Why is there a demand for dietary supplements? Now, this is just my personal conjecture… But perhaps we buy supplements because, in spite of the best evidence-based conventional medicine, people still get sick and die every day. The big bad pharmaceutical companies have big bad reputations, and conventional doctors make mistakes every day that hurt and kill people (“iatrogenic” events). We place unreasonably high expectations on medicine, and by proxy on doctors, to be perfect and Godly, Almighty Fathers and Mothers who keep us safe and take away our ailments. And conventional medicine very often fails to accomplish either. So, in rebellion, or perhaps with our last ounce of hope, we buy magical potions sold with impossible promises. Because we need to believe that something will fix us. Because illness is scary. Because death is scary.

My suggestions to the reader are:

  1. Know what you are ingesting.
  2. Do not waste money on products that are at best ineffective, and at worst dangerous.
  3. Put your faith in scientific evidence, not in false promises.
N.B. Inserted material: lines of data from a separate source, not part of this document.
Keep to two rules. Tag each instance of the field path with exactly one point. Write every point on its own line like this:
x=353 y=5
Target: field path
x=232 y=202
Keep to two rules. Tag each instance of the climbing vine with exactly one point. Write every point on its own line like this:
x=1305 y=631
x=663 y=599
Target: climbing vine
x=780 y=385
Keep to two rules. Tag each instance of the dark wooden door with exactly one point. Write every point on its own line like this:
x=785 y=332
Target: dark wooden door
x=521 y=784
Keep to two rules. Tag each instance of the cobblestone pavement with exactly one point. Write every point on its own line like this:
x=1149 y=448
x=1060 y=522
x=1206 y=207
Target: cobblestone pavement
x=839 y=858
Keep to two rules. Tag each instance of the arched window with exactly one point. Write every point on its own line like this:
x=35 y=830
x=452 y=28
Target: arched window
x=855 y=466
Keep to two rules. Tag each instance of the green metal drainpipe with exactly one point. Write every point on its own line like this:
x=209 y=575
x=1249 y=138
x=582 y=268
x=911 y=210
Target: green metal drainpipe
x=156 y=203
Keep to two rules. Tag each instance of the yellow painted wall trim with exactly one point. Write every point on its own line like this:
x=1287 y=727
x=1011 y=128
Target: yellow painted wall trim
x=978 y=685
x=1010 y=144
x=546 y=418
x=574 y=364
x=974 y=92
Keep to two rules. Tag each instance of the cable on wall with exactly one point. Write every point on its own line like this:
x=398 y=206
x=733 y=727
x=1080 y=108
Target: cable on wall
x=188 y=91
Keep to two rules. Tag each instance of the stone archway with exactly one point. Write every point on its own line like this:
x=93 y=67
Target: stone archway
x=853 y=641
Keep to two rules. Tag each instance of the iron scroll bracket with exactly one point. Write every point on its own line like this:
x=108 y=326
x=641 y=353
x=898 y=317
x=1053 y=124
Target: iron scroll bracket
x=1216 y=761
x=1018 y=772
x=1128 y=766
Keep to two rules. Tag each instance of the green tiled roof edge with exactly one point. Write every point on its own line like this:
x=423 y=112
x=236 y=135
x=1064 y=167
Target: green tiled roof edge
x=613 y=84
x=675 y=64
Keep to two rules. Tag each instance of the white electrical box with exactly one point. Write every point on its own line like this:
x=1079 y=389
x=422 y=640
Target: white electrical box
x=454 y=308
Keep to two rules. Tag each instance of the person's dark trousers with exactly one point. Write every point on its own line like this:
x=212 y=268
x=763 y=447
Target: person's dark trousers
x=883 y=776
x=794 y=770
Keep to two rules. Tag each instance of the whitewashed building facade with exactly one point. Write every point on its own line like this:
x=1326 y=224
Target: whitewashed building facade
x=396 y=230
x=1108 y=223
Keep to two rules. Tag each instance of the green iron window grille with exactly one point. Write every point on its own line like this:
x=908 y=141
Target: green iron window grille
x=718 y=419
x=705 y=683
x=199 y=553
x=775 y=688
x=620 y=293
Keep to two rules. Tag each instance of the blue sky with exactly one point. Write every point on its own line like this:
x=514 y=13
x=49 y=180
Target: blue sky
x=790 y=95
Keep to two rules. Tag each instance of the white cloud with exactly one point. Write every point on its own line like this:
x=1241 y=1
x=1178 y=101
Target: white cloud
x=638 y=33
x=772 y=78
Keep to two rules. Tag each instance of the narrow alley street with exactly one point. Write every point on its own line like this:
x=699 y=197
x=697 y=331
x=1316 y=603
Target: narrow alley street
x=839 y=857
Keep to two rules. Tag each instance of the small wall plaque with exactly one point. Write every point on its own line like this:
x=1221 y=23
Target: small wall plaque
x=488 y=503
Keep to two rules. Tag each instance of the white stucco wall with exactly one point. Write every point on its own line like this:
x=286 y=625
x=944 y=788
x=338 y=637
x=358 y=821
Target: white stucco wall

[PS This post is in no way implying that all alternative and complementary practices are harmful. The stipulation is that they be evidence-based–meditation and other stress-relieving techniques, for example, have some proven benefits. Otherwise, that they be low-risk and have subjective benefits–for example, massage therapy makes me feel great. In any case, alternative and complementary practices are not adequate substitutes for conventional medical therapy. The purpose of this post is to make the point that certain active compounds found in dietary supplements can be very harmful.]